Can anyone point me to some guidelines or whitepapers that reveal the exact formulas used by NAV for each type of Depreciation Method that is offered. We are off by several cents to several dollars on each asset, yet our other FA systems agree with each other to the penny. Thanks for your help.

Formulas used comply with accounting rules / theory…

Question is - which FY length is used for depreciation calculation in Navision and the “other compared systems”?

Depending on setup, Navision can use both 12m * 30days = 360 days per year and Calendar year. Check if you are comparing equal methods.

Thank-you, I understand the FY choices and that is not the problem. I am looking for the precise generic formula used by NAV for each of the defined Depreciation methods. Something comparable to: (Purchase Price minus Salvage Value) divided by … etc.

I need to know all of the small considerations and the precise fields that NAV has included in the calculation.
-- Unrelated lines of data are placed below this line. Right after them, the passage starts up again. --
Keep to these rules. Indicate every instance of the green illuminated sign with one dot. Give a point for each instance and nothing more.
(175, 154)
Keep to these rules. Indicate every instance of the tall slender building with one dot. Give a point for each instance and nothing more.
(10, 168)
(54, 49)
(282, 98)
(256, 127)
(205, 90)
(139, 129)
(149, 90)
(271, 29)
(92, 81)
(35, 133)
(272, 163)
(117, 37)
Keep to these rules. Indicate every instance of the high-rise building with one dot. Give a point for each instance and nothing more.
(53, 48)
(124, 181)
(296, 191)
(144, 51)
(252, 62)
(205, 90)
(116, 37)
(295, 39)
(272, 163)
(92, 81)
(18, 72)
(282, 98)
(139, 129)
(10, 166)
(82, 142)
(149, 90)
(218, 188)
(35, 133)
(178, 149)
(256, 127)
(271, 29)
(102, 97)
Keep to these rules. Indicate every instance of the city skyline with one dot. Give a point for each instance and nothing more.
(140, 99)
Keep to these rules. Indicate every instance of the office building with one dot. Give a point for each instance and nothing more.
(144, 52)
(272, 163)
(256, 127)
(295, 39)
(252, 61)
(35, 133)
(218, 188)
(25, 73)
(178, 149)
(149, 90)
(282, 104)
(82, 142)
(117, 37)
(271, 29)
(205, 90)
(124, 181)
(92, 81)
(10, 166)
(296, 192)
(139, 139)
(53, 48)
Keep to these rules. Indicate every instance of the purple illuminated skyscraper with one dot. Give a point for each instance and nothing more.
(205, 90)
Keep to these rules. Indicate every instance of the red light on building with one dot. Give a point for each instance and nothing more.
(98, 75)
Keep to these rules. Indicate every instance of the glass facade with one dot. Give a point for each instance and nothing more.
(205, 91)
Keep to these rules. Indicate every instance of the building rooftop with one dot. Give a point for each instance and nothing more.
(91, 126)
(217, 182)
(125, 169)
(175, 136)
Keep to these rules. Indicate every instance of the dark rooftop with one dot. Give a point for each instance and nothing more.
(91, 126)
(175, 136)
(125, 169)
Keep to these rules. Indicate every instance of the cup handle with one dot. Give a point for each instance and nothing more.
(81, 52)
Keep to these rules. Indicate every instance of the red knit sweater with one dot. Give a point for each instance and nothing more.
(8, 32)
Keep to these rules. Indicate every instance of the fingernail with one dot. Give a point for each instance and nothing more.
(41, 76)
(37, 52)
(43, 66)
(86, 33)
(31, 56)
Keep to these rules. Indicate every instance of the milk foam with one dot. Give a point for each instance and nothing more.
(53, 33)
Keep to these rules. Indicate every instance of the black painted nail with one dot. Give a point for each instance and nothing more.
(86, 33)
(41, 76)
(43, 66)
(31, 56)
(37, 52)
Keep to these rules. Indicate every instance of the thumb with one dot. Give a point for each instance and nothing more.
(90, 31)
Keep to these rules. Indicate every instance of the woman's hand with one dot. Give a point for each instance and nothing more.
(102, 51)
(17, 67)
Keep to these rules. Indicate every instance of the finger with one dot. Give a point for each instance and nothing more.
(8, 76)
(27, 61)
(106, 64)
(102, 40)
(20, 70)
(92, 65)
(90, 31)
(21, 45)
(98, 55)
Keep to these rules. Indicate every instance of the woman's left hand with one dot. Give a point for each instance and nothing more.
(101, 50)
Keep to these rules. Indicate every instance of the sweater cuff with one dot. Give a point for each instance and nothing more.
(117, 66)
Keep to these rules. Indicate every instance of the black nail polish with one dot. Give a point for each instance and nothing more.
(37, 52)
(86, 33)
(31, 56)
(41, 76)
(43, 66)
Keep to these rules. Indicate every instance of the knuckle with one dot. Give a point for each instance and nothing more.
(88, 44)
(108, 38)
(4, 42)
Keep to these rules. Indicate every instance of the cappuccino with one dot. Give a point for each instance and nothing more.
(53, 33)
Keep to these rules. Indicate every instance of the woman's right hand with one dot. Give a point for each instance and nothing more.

Thanks for any assistance anyone can offer

I am afraid, but there is no simple formula for this in the NAV.

Depreciation base is being calculated based on FA Ledger Entries, filtered on fields “Part of Depreciable Basis” and “Part of Book Value”

You can set up whether “Part of Depreciable Basis” in the set up - Administration → Application → Financial Management → Depreciation Books → field “Part of Depreciable Basis” . Check mark in this field indicate whether Fa Ledger Entry of this type is being considered as a part of depreciable basis.

Different depreciation methods are being calculated based on different algorithms.

Examples - Straight line depreciation:

a) based on depreciation period

Depreciation Amount = ((Book value - Salvage Value) * Number of Depreciation Days) / Remaining Depreciation Days

b) based on fixed yearly percentage

Depreciation Amount = (Straight-Line % * Depreciable Basis * Number of Depr. Days) / (100 * 360)

c) based on fixed yearly amount

Depreciation Amount =(Fixed Depreciation Amount * Number of Depreciation Days) / 360

As I said, there is no generic formula for this calculation.

This is a much better answer for me and I realize that the formulae are not simple but can be quite complex. That is the level I am seeking because of our small differences that we cannot reconcile using conventional approaches. We would like to know all of the elements included in these caluculations so that we can resolve our differences. This answer is a big step towards what we are seeking. As I suggested early on, this may best be answered by a technical document or whitepaper from Microsoft. ANy insights along existing published documentation?